Building the Xception Model

 

In recent years, there have been many breakthroughs in the development of Deep Learning using Convolutional Neural Networks (CNN). One of the latest and most accurate models is the Xception architecture. This model, developed by François Chollet in 2017, overtook the previous records in both speed and accuracy held by the Inception architecture. Here we will take a deeper dive into the construction of the Xception architecture to see exactly how it is constructed.

The architecture for the Xception model is based on depthwise separable convolution layers and consists of three major sections: Entry Flow, Middle Flow, and Exit Flow.

Image from Xception: Deep Learning with Depthwise Separable Convolutions

Entry Flow

To construct the Xception mode, we will use the Keras libraries Layers and Models. These two libraries will provide us with all the tools needed to realize the model above into actual code.

from keras import layers
from keras import models

 

We can build the layers on to each other by creating each layer and reassigning it to the same variable with the model our_layers = (new_layer)(our_layers). For simplicity, we will just use the variable x to stack the layers.

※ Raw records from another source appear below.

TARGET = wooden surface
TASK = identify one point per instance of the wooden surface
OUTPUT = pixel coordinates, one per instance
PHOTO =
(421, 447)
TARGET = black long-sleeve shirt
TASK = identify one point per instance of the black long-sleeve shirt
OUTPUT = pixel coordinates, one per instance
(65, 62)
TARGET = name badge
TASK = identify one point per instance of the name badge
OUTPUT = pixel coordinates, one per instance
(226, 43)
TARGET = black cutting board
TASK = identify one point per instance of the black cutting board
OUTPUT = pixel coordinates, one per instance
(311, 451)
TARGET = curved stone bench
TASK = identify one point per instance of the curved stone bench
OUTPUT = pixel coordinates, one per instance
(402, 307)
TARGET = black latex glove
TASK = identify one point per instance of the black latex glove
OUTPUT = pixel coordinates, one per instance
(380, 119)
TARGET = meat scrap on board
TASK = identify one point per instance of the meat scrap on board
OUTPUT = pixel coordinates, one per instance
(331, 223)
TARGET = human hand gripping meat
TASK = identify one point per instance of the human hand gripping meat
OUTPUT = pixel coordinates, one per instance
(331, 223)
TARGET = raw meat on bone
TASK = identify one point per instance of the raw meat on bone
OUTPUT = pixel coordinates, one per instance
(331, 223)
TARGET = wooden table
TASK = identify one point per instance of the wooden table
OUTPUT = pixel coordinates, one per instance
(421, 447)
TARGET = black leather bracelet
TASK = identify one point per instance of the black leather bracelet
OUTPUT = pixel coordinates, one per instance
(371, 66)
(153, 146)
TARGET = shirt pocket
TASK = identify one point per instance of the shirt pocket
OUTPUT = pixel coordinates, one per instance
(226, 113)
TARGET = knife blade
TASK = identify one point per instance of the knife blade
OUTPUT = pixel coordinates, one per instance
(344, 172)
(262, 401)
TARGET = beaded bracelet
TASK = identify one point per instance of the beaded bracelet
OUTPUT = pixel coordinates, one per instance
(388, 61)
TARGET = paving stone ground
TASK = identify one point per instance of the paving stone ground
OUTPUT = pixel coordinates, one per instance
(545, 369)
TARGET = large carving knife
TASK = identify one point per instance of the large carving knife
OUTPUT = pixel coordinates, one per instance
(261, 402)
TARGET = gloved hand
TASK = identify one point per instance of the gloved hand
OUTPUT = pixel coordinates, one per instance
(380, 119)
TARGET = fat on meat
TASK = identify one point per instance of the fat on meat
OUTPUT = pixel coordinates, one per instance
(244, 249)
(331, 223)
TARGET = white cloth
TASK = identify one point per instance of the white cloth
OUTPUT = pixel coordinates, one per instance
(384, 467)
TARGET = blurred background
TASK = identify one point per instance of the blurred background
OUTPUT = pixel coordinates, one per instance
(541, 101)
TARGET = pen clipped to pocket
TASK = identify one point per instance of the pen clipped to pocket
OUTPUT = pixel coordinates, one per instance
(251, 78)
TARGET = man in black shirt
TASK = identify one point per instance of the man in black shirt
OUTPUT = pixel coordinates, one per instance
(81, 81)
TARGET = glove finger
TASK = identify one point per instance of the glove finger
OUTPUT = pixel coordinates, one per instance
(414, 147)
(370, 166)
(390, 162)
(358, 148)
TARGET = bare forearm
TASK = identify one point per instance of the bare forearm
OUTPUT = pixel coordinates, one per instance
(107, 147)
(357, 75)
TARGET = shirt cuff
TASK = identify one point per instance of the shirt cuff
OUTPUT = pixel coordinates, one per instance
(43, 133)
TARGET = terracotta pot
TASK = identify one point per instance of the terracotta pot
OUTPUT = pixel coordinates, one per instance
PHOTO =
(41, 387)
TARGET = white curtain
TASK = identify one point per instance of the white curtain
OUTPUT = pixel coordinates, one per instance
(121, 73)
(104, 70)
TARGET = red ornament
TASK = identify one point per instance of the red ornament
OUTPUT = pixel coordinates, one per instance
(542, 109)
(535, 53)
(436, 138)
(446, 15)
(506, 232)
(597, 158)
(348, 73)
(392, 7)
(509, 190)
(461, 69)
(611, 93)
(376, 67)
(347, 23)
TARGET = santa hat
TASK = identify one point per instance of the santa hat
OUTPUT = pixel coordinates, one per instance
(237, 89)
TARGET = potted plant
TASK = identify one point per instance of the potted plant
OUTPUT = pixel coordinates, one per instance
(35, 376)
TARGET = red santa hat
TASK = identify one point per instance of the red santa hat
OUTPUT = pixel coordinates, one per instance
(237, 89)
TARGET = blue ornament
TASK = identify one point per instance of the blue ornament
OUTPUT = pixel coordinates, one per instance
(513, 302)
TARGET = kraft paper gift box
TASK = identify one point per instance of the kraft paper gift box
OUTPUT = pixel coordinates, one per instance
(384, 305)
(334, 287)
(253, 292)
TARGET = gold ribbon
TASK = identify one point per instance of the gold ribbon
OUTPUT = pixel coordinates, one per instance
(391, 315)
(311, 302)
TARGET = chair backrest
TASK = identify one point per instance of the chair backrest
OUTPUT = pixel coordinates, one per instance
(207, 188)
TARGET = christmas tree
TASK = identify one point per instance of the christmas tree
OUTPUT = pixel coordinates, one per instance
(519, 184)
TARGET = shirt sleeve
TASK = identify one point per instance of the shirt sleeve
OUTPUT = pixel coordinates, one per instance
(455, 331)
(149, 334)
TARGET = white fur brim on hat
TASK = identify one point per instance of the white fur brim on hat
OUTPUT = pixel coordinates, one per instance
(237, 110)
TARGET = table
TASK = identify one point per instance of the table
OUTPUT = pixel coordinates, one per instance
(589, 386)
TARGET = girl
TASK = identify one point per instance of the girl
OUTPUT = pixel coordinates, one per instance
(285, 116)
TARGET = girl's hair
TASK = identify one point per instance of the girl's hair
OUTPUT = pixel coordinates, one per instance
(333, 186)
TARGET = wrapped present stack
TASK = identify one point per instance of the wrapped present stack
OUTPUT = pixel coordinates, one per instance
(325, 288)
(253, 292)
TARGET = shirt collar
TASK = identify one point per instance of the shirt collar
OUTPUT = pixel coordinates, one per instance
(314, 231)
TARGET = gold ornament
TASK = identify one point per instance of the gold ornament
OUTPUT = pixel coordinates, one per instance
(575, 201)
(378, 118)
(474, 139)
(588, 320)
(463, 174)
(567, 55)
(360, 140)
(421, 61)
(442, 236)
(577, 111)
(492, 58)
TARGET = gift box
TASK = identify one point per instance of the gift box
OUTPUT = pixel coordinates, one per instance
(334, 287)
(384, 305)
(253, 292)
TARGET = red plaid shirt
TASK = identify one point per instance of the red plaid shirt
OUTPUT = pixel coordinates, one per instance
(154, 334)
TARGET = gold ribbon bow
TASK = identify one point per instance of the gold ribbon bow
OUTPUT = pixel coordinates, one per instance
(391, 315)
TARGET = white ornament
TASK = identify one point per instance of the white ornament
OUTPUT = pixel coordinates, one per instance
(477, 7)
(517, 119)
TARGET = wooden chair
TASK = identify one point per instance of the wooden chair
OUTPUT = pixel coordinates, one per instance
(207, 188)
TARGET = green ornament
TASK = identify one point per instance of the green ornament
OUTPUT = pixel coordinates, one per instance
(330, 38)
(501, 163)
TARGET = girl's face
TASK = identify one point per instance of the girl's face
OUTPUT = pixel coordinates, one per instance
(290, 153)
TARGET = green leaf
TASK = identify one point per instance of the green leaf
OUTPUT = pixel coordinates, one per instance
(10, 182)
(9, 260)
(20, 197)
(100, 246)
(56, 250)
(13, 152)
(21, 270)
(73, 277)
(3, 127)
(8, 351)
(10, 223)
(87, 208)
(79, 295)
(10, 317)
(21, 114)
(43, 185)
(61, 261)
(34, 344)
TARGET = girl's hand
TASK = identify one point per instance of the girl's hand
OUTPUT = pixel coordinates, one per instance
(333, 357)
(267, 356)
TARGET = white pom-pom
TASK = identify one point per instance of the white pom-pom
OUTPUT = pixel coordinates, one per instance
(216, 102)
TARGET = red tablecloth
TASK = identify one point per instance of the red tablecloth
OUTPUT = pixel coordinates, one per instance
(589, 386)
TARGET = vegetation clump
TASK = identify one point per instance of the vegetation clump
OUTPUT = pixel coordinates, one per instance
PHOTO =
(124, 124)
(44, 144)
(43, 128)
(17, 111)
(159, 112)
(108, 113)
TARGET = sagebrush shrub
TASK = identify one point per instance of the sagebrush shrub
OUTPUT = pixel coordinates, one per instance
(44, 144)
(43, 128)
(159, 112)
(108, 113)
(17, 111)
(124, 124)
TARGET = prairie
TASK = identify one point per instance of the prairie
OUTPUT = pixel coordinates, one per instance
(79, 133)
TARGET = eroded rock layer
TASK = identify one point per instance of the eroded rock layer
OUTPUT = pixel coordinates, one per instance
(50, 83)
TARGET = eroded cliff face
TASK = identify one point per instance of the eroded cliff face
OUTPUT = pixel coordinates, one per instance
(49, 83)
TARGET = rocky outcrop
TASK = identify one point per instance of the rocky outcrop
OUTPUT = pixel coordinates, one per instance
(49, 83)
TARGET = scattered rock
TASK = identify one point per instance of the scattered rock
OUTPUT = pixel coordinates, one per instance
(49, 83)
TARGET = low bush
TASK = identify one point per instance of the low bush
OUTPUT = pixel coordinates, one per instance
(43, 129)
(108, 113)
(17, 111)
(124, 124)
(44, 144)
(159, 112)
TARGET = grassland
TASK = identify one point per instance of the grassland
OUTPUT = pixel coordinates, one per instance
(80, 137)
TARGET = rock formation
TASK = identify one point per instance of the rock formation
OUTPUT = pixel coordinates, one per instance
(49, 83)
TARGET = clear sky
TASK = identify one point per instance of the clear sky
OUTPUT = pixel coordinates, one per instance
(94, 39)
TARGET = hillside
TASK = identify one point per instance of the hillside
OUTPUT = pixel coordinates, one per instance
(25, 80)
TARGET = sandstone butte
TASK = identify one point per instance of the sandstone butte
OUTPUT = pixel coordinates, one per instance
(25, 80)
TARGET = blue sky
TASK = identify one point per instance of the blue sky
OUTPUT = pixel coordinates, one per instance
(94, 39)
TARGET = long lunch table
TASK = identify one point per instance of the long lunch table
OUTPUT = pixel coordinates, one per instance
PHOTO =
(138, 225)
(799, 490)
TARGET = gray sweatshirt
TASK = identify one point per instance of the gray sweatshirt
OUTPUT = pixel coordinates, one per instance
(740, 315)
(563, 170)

In the Entry Flow section of the image, the first two Convolution layers are shown with the parameters. The first number is the filter parameter which defines the number of output filters in the convolution. The dimensions represent the kernal_size parameter for the height and width of the convolution window. We can plug these values directly into the parameters for the Conv2D parameters. The use_bias parameter defaults to True; we will want to turn this off because this model does not use a bias vector. Finally, we can take advantage of the **kwarg to create the name parameter so we can keep track of where we are in the diagram.

Using what we know, each time a Convolutional layer is added, we want to add a normalization layer. The convolution layers will create the specified number of filters, and each filter will provide output on different scales. Because each of these different filters will have individual scaling on their activations, we want to normalize the scales across all filters to ensure the network is able to easily compare the values. To do this, we will use the BatchNormalization function.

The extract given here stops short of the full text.